To generate a signal, the 10-day EMA (AKA 18% Trend) of Advances divided Advances plus Declines needs to go from below 0.40 to above 0.615 within 10 trading days. The basic idea is that a sudden flip from really negative breadth to really positive numbers can be a sign of initiation of a strong new rally. The late Mr. Zweig found that it needed to happen in a short enough amount of time to be genuine.
According to Zweig's original criteria, the market just missed triggering a signal this week. There was a dip in that EMA to below 0.40 on June 24, but it would have needed to get up above 0.615 by July 9 to qualify for the 10 trading day criterion. The EMA did get up to 0.620 on July 11, but that was 2 days late. So no cigar.
Within the last 30+ years, there have only been two genuine Zweig Breadth Thrust signals using composite NYSE data, which was what Mr. Zweig used to develop the signal. Both of those ended up being really great signals, but 2 signals across 3 decades is not much to hang one's analytical hat on.
Some analysts have tried to cheat their way into a signal recently, by focusing on breadth data for smaller subsets of the NYSE list such as common only issues, or for the SP1500 stocks. But those subsets are not what the signal was developed for, and so transplanting a signal and its parameters from one set of stocks to another without testing that move is to make a prejudicial assumption.
Back in July 2011, I wrote about how Gerald Appel borrowed a portion of the math that Zweig used to create his Breadth Thrust rule, and used that in a trading system that Appel named "Time Trend III". Appel discarded the requirement that the 10-day EMA (AKA 18% Trend) of A/(A+D) dip below 0.40. Appel focused only on that EMA rising up above 0.615 as a "continuation signal" which took away the system's rules for going short. His presumption was that gobs of strong breadth were a sign which said one should not get shaken out of an uptrend that is underway.
The problem is that since the late 1980s, when Appel first formulated these rules, the market has perhaps changed in its personality such that these signals are about as likely to signal the end of a blowoff top as they are to show continuation.
Since it has been more than 10 trading days from the below 0.40 reading to the above 0.615 reading, the latest instance does not qualify as an official Zweig Breadth Thrust signal. But it would qualify as an Appel continuation signal, as shown in the lower chart. The problem is that a lot of these supposed continuation signals have turned out to be just blowoff tops. In fact, most of the recent signals have carried that meaning rather than conveying a message of upward continuation.

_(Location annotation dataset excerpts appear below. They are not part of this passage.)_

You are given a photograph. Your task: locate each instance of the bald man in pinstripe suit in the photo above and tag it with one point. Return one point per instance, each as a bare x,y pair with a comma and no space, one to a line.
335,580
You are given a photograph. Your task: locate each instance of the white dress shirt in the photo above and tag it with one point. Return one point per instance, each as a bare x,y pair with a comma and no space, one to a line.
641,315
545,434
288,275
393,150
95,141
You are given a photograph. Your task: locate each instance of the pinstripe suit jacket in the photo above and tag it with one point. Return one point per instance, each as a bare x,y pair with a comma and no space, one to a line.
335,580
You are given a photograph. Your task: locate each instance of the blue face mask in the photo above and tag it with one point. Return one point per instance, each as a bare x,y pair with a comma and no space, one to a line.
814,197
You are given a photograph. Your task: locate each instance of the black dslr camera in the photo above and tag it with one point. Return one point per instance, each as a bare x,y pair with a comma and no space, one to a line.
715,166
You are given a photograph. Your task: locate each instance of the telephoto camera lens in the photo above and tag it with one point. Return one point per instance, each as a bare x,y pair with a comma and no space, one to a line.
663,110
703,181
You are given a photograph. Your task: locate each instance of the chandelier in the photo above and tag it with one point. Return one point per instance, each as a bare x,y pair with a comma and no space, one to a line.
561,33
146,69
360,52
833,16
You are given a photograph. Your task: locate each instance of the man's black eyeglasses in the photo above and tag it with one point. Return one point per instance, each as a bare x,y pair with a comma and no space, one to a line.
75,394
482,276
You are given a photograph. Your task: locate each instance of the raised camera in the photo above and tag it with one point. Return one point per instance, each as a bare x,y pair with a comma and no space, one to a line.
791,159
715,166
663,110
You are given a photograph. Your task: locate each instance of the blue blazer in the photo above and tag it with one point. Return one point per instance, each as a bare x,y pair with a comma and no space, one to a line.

We are operating now in an era when the Federal Reserve seems intent on having its way with the market, and with vanquishing any and all illiquidity dragons. The question for analysts and investors is whether $85 billion a month worth of stimulus is enough, and whether the renewed excitement over the punchbowl not being pulled away is real or just another blowoff. Recent history suggests that the blowoff scenario is more likely.